Alors que Dassault Aviation peine à monter en cadence sur ses usines françaises, le groupe se tourne vers l’Inde. Depuis le Salon du Bourget, l’avionneur français a annoncé mercredi 18 juin mettre en place la première chaîne d’assemblage de Falcon hors de France, pour le modèle 2000 LXS destiné au marché international. Le 5 juin, il avait déjà annoncé la fabrication de fuselages pour le Rafale à partir de 2028 dans l’usine d’Hyberabad.
Si la délocalisation s’en tient à la production de sections de fuselage pour l’avion de combat, c’est l’assemblage complet des jets d’affaires Falcon 2000 et la production des ailes qui seront effectués à Nagpur, ville du centre-ouest de l’Inde. L'assemblage des sections avant des Falcon 6X et 8X sera également transféré sur ce site, précise Dassault dans un communiqué. Jusque-là, le site assemblait déjà des sections avant du Falcon 2000.
Des "centaines" d'embauches en prévision
Ces déplacements de production hors de l’Hexagone interviennent alors que Dassault travaille encore à la consolidation de sa chaîne de sous-traitants, qui freine sa montée en cadence. Ce problème touche surtout la production du Rafale – qui a notamment enregistré 26 commandes de Mumbaï en avril 2025 – mais aussi celle des Falcon.

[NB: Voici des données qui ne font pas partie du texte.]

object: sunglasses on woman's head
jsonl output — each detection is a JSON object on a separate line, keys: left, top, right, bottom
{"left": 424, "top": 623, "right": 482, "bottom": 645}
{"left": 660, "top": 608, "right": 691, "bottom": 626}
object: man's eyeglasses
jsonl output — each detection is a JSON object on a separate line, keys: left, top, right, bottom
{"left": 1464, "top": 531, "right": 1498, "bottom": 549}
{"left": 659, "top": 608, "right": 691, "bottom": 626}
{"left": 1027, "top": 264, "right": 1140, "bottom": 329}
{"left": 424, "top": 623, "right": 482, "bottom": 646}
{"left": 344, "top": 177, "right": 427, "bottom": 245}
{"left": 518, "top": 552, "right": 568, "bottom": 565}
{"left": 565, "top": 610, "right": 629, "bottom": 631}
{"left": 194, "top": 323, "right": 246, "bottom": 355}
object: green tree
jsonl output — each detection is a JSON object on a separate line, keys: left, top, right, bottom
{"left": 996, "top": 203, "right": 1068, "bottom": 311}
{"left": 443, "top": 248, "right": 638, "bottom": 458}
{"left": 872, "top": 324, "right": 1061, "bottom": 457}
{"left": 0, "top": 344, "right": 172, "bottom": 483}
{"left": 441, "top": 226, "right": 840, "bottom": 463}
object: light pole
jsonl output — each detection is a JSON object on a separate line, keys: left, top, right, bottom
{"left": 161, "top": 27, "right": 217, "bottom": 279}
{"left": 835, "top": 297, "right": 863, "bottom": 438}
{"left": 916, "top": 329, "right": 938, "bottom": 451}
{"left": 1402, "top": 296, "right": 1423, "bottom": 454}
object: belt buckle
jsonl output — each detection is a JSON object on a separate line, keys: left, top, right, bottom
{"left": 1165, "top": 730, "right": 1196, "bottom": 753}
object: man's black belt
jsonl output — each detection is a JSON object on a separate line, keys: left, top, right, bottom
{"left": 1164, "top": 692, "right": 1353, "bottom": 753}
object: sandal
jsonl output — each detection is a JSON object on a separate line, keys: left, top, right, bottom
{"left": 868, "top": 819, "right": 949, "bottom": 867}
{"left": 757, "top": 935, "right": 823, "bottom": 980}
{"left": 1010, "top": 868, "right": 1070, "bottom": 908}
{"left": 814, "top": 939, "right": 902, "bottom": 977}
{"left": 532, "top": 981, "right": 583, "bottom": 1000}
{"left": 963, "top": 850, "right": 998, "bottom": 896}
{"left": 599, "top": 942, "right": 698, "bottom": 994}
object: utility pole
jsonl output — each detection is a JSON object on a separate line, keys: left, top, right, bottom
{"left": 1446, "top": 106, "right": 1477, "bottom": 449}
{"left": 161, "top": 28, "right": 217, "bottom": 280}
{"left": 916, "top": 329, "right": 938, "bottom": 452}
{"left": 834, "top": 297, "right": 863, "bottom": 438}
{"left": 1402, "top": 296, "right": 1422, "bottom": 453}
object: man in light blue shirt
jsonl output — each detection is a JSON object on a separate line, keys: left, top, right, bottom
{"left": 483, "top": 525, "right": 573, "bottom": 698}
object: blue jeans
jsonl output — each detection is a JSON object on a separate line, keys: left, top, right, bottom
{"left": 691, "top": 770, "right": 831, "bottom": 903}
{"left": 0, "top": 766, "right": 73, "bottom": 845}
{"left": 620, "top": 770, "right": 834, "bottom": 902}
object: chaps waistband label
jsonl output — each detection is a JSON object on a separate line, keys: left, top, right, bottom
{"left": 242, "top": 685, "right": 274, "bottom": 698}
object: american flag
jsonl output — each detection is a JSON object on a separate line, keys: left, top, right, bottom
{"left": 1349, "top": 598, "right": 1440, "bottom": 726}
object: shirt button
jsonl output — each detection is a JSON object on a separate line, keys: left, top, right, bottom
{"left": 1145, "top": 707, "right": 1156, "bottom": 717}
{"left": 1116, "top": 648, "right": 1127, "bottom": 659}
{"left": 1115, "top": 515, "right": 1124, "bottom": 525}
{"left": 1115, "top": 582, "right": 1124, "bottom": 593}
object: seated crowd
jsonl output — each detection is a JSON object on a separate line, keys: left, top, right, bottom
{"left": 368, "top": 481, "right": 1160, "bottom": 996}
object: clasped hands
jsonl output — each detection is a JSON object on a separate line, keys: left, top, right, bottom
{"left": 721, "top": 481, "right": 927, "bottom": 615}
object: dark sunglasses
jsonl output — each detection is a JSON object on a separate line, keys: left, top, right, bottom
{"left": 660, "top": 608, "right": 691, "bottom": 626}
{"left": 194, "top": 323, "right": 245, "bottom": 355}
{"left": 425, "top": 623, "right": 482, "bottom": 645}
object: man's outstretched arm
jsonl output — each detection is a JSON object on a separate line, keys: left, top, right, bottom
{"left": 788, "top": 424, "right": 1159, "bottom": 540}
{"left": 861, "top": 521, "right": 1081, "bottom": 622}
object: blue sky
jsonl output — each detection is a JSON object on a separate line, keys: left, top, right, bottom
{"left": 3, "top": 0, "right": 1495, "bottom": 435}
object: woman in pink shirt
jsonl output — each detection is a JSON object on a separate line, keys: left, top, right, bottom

L’accord doit «contribuer à la reconnaissance de l’Inde comme un partenaire majeur dans la chaîne d’approvisionnement aéronautique mondiale», a salué Eric Trappier, PDG de Dassault Aviation. Créée en 2017, la coentreprise indienne du groupe français, Dassault Reliance Aerospace Limited (DRAL), prévoit de recruter «plusieurs centaines d'ingénieurs et de techniciens au cours de la prochaine décennie pour soutenir l’expansion de ses activités».